The Role of a Social Networking Site (Scratchr) in Supporting Reflection on Design in an Afterschool Technology Club (Fields, Kafai)

During the past year the new social networking site Scratchr has made sharing game and animation designs possible between youth across the world. In this study of an after school technology club where fourth through sixth grade youth spent six weeks playing on Scratch, we analyze the role that the online site had on stimulating critique and generation of designs in an unstructured setting. Initial analyses demonstrate the stages club members went through in utilizing the site and the ways that it dramatically impacted members’ personal Scratch game designs.

Developing Critical Reflections With Scratch in a Second Grade Math Classroom (Peppler, Diazgranados)

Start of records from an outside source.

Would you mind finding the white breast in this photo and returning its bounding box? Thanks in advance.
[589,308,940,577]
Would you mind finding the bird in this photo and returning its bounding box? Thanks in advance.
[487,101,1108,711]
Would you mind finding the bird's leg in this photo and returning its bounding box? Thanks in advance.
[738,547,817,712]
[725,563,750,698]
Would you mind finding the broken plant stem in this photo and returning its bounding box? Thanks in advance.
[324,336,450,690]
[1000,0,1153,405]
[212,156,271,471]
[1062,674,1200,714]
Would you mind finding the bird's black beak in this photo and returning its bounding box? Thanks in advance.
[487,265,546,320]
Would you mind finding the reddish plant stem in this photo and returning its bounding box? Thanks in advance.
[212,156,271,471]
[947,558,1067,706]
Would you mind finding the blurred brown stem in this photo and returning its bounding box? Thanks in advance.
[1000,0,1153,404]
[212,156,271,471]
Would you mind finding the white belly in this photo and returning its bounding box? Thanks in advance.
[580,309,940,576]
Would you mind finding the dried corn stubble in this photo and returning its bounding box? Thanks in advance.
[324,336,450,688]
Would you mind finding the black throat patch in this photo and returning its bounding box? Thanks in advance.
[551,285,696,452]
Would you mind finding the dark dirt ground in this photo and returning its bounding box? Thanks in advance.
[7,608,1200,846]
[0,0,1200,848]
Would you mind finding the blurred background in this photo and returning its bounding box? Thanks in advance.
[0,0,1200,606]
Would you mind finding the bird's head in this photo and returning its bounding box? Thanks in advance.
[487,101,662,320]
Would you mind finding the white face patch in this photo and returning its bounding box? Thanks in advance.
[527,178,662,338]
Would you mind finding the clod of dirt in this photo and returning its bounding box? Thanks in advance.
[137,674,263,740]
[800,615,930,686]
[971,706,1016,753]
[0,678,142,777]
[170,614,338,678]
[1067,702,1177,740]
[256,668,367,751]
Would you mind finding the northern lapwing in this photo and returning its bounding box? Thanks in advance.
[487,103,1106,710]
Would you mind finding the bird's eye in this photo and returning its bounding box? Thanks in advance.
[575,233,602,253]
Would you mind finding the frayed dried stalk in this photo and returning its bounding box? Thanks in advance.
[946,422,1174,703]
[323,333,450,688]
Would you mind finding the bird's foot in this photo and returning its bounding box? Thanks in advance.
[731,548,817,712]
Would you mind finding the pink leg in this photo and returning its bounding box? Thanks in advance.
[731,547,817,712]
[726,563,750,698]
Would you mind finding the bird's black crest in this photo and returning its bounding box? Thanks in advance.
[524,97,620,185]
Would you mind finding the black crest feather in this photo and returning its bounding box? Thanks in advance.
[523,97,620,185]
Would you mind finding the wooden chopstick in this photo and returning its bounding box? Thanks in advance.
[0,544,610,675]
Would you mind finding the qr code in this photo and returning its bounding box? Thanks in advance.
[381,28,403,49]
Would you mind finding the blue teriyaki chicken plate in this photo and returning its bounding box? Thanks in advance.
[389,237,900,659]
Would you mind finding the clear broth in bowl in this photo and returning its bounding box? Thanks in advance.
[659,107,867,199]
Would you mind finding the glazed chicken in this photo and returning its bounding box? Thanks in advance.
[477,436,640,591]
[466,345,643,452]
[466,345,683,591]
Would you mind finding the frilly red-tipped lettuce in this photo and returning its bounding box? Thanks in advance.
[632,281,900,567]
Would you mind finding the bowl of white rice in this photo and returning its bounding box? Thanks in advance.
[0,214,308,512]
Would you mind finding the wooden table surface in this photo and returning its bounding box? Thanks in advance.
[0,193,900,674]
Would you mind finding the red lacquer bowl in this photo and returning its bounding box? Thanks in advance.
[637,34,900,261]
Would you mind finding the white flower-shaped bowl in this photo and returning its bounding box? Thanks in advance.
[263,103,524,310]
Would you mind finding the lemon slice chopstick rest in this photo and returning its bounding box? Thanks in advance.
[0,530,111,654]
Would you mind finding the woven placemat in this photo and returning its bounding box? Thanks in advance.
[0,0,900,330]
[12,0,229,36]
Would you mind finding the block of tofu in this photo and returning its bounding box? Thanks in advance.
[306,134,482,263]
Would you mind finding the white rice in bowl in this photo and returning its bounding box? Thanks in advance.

As game design is adapted in the classroom setting, there is a potentially stronger opportunity to reflect on youth and professional work, make systematic evaluations, share opinions, and develop general logic and reasoning skills important to other subject areas like math. In this case we used Scratch in a classroom setting as tool for critical discourse. Our analysis draws from a year long study documenting youth designing games with Scratch by collecting observations, game designs, log files, and interviews with second grade math students in an urban school. Using the Senteo interactive response system, students and instructors posed criteria related to good game design, usability, and aesthetics and had students evaluate professional games as well as games made by themselves and their peers in Scratch. Results from early pilot work indicate that this system of evaluation prompted students to use vocabulary relevant to game design and computer programming as well as to develop the ability to make choices and defend a key standard in elementary math curriculum that is oftentimes overlooked.